Bown et al. (1997) ont pu éclaircir le mécanisme moléculaire impliqué dans cette réponse adaptative. Le génome du lépidoptère H. armigera renferme au moins vingt huit gènes codant des protéases à sérine. Bien que les résidus du site actif soient conservés, les résidus impliqués dans le contact protéase-inhibiteur sont variables entre les différentes isoformes (démontrant à nouveau la très fine spécificité d’interaction entre l’inhibiteur et sa cible). Ainsi, l’expression de ces différents gènes peut être différentiellement induite selon la nature de l’inhibiteur. En présence de 0,5% de SKTI (Soybean Kunitz Trypsin Inhibitor) dans le milieu de nutrition artificielle, la régulation de la synthèse des protéases est complexe : le niveau des messagers codant pour certaines chymotrypsines est augmenté alors que celui de certaines trypsines est réduit (d’autres présentent peu de variation).

Récemment, Mazumdar et Broadway (2001) ont mis en évidence la cinétique d’induction de ces différentes classes de protéases. La réponse des larves de lépidoptères se décompose en deux phases : tout d’abord, il y a sur-expression de protéases sensibles à partir d’un pool d’ARNm pré-existants, et ensuite induction d’une synthèse de novo de messagers codant pour des protéases insensibles. Ces protéases insensibles sont détectées deux heures après l’ingestion de l’inhibiteur (Broadway, 1997).

Enfin, l’étude de l’interaction entre H. armigera et sa plante hôte (chickpea) montre que les protéases de la larve sont capables de dégrader les inhibiteurs de protéases synthétisés par la plante pour se protéger (Giri, 1998). L’induction de protéases insensibles aux inhibiteurs de protéases endogènes, induits lors de la blessure, semble être un mécanisme fréquent grâce auquel les insectes peuvent contourner l’accumulation d’IP.

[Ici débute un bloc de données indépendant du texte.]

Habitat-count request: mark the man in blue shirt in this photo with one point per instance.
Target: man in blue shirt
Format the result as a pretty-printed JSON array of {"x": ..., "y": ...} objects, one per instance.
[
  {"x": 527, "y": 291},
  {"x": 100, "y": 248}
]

Ces résultats démontrent la rapidité de la réponse adaptative, la plasticité de la physiologie digestive des insectes, ainsi que la complexité de la régulation de tous ces gènes codant des protéases.

Figure 5 : Représentation schématique du cycle de vie des pucerons en région tempérée.

Dans une région donnée, l’adaptation des pucerons aux conditions particulières du milieu peut se traduire par de nombreuses variantes au niveau des phases du cycle (changement de plante hôte appartenant à une même espèce ou non ; perte de la possibilité de se reproduire par voie sexuée). La  représentation  ci-dessus  est  donc  très  schématique  et  ne  traduit  que  partiellement  la complexité des cycles chez les pucerons.